🤖 AI Summary
To address the weak spatial awareness and lack of natural interaction in conventional desktop-based 3D audio design tools, this paper proposes a six-degree-of-freedom (6DoF) spatial audio design framework tailored for extended reality (XR). Implemented on Apple Vision Pro, the system features an augmented reality (AR) audio design interface integrating 6DoF hand–eye tracking, real-time binaural rendering, and cross-modal feedback to enable intuitive manipulation of virtual sound sources. We introduce two novel design paradigms: “embodiment-aware AR sound design” and “audio-visual modality balance in AR GUIs.” A user study with 27 participants—including domain experts and novices—demonstrates that 6DoF interaction significantly improves spatial localization accuracy (+31.2%) and design intuitiveness. The results further identify high-potential application pathways in education, game development, and accessibility.
📝 Abstract
We present AudioMiXR, an augmented reality (AR) interface intended to assess how users manipulate virtual audio objects situated in their physical space using six degrees of freedom (6DoF) deployed on a head-mounted display (Apple Vision Pro) for 3D sound design.
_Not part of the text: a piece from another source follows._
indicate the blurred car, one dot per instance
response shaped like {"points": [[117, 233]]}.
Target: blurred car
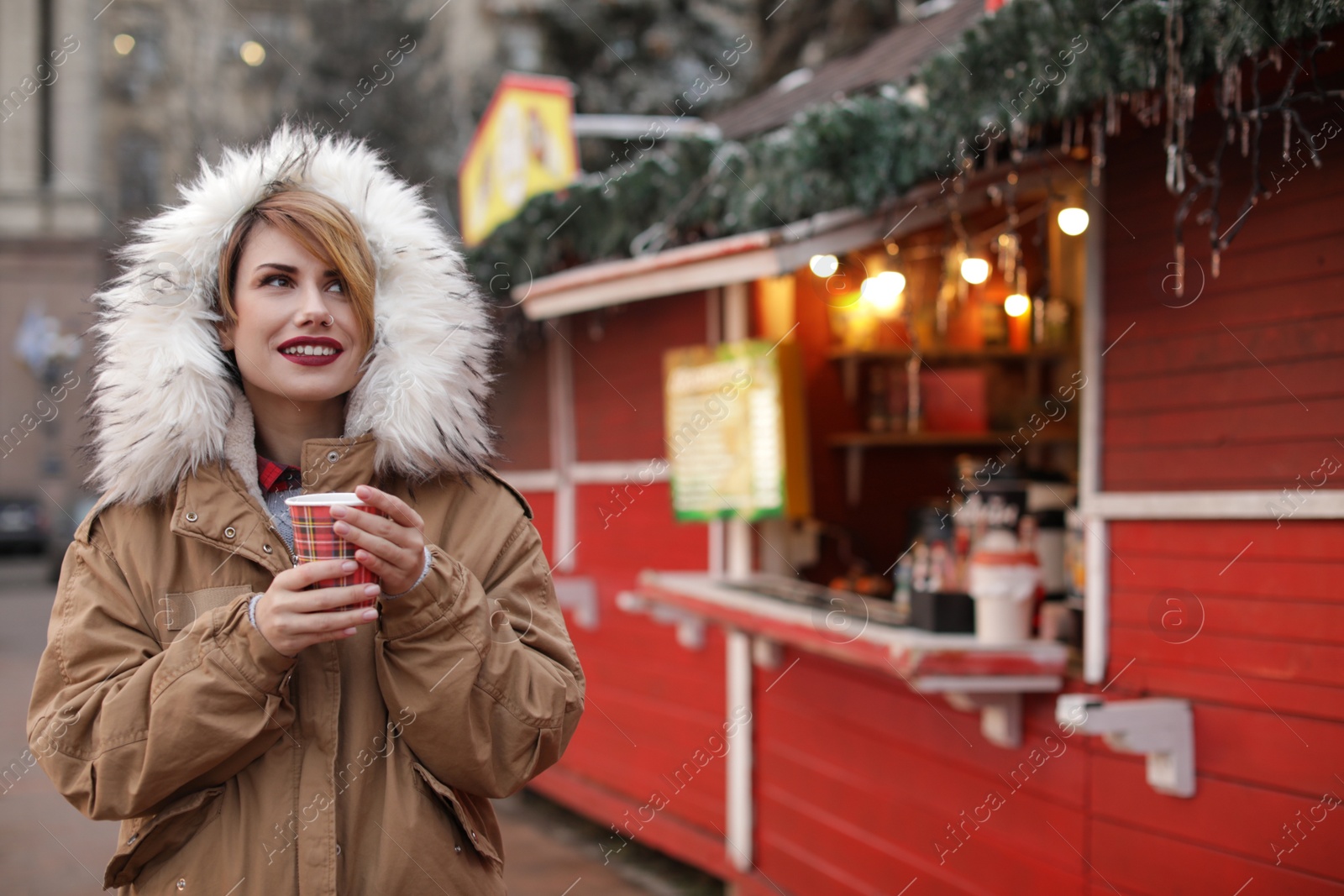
{"points": [[24, 526], [64, 532]]}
Existing tools for 3D sound design are typically constrained to desktop displays, which may limit spatial awareness of mixing within the execution environment. Utilizing an XR HMD to create soundscapes may provide a real-time test environment for 3D sound design, as modern HMDs can provide precise spatial localization assisted by cross-modal interactions. However, there is no research on design guidelines specific to sound design with six degrees of freedom (6DoF) in XR. To provide a first step toward identifying design-related research directions in this space, we conducted an exploratory study where we recruited 27 participants, consisting of expert and non-expert sound designers. The goal was to assess design lessons that can be used to inform future research venues in 3D sound design. We ran a within-subjects study where users designed both a music and cinematic soundscapes. After thematically analyzing participant data, we constructed two design lessons: 1. Proprioception for AR Sound Design, and 2. Balancing Audio-Visual Modalities in AR GUIs. Additionally, we provide application domains that can benefit most from 6DoF sound design based on our results.